Comme Pline l’Ancien (1), ils ne doutaient pas qu’elle était la version terrestre et synchrone de la "petite chienne", une étoile très brillante de la constellation du Grand Chien (alias Sirius de nos jours). Dans l’Empire, toutes les idées circulaient librement, et de la Grèce à l’Égypte, l’intuition que "tout ce qui est en bas est comme tout ce qui est en haut" sous-tendait les croyances hétérogènes.


 

Ne pouvant rien contre les caprices des astres, à l’occasion de cette fête, pour le flatter - on ne sait jamais -, ils célébraient Neptune, le dieu des eaux douces, des sources et de toutes les humidités, version dessalée de Poseïdon, le dieu grec des mers du peuple de marins qu’ils avaient colonisé.
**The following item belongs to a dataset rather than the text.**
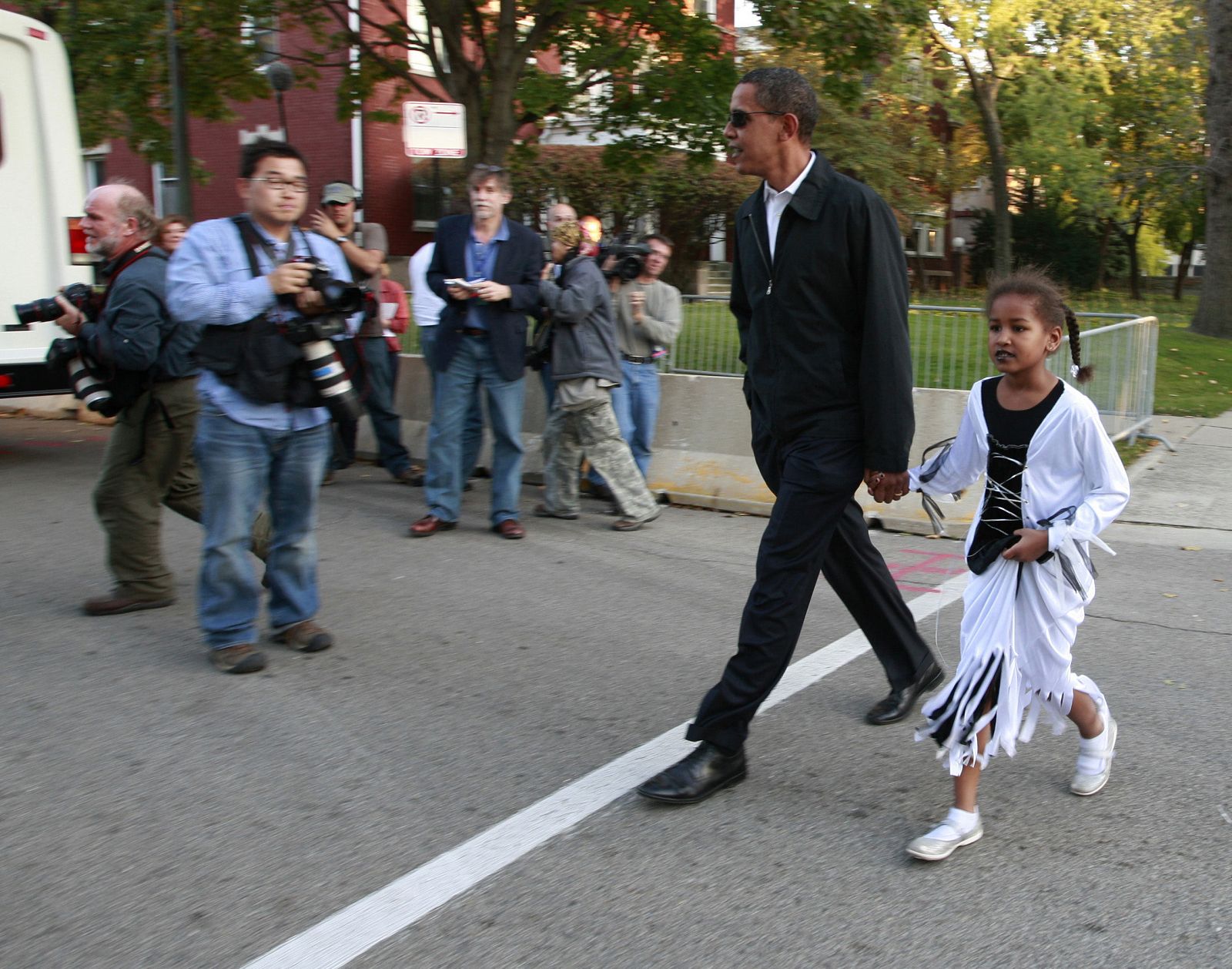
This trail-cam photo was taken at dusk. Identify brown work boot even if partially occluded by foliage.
[271,619,334,652]
[209,642,265,673]
[82,589,175,615]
Et puis, ils comptaient aussi, prudemment, sur leurs propres forces, et ils organisaient eux-mêmes l’ombre (avec des tonnelles en feuillages) et l’eau (en creusant des puits ou en canalisant des eaux courantes) pour lutter contre ses méfaits.
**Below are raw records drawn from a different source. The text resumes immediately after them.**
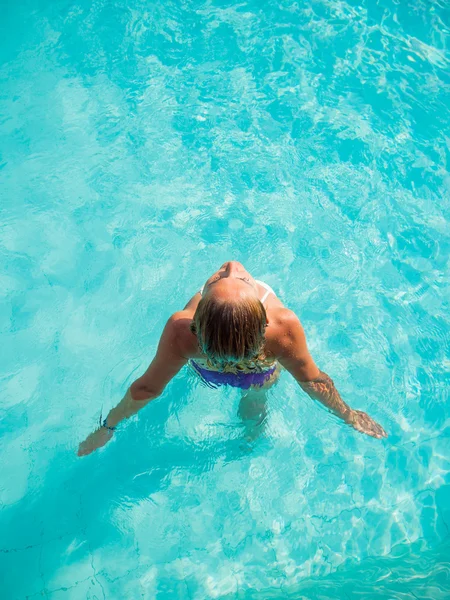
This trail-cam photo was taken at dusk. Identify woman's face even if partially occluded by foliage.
[203,260,258,300]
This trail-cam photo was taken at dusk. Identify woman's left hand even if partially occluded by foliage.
[78,427,113,456]
[346,410,387,440]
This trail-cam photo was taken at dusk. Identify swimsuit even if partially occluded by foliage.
[189,279,277,390]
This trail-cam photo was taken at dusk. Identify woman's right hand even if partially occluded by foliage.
[345,410,387,440]
[78,427,113,456]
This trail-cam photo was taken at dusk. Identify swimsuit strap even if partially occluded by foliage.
[198,279,276,304]
[255,279,276,304]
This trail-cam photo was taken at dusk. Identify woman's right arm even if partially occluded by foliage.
[78,311,191,456]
À Bologne, c’est Neptune le patron, même entouré d’églises et de basiliques.


 


 

Depuis sa conception par l’architecte Tommaso Laureti en 1563, et sa réalisation par le sculpteur flamand Jean de Boulogne de Douai, dit Giambologna, en 1566, à la gloire d’un pape, jusqu’à nos jours, le vieux dieu païen figure la ville catholique, ses banques et ses touristes -, si la ville demeure rouge, les modernes, descendants des anciens, ne s’embarrassent pas de pureté idéologique.


 


 

Mais, jusqu’à présent, les anciens comme les modernes s’étaient toujours souciés de l’eau.
Car à Bologne, au centre des terres, il n’y a pas de fleuve, juste un torrent originel, l’Aposa. Dès l’Antiquité - sous Auguste -, on construisit un aqueduc venant du torrent Setta plus lointain. Puis l’ingéniosité des architectes médiévaux détourna les eaux des torrents en une multitude de canaux artificiels reliant la ville au Pô et à la mer Adriatique, au point que la ville fut appelée "Piccola Venezia".


 

Aujourd’hui, ils sont souterrains, les canaux, il y a des visites organisées.
Et WWF alerte sur le dangereux abandon total des lieux, envahis par les déchets. (2)


 

Emblème de ce souci de l’eau, la fontaine de Neptune avait été construite pour usage public sur une place publique et il fallut régulièrement la protéger contre les incivilités ou les bombardements.


 

Les protections - en 2018, il était en cage - et les restaurations étaient - et sont encore toujours - l’objet d’ardentes polémiques démocratiques.


 


 


 

C’est qu’il s’est souvent agi, aussi, pendant des siècles, de censurer son indécence.
Entouré de ses créatures (des sirènes pulpeuses, des angelots, des dauphins, des chevaux), accueillant courtoisement les oiseaux, le bon gigante (Żigànt, en dialecte) outrepasse ses prérogatives traditionnelles, et déborde vers la préoccupation principale du genre humain. Giambologna voulait donner au dieu de dignes attributs virils, ce fut interdit par l’Église, il contourna la censure par la ruse, et par un ostensible déplacement vers le féminin (ça passe toujours mieux).


 


 

Aujourd’hui, après sa dernière réfection de 2018, il est tout beau et reluisant, Nettuno, sans barrière de protection, et la petite fontaine à ses pieds désaltère les passants disciplinés.


 

De nouveau, le peuple de la rue, les étudiants, les amoureux, les hippies, les clodos, les militants, se donnent rendez-vous sur ses marches. Et ce qu’on voit, mieux que jamais, même immédiatement censuré par Facebook, fait sourire. Un ordre tranquille semble régner.


 

Mais les astres, puis les dieux, et enfin les humains, on voit bien qu’au cours des âges, les responsabilités se sont diluées dans de sombres eaux dormantes et polluées (bien connues du calcul égoïste). La plaine du Pô s’assèche, il pleut de moins en moins. Partout le désert et le sel gagnent.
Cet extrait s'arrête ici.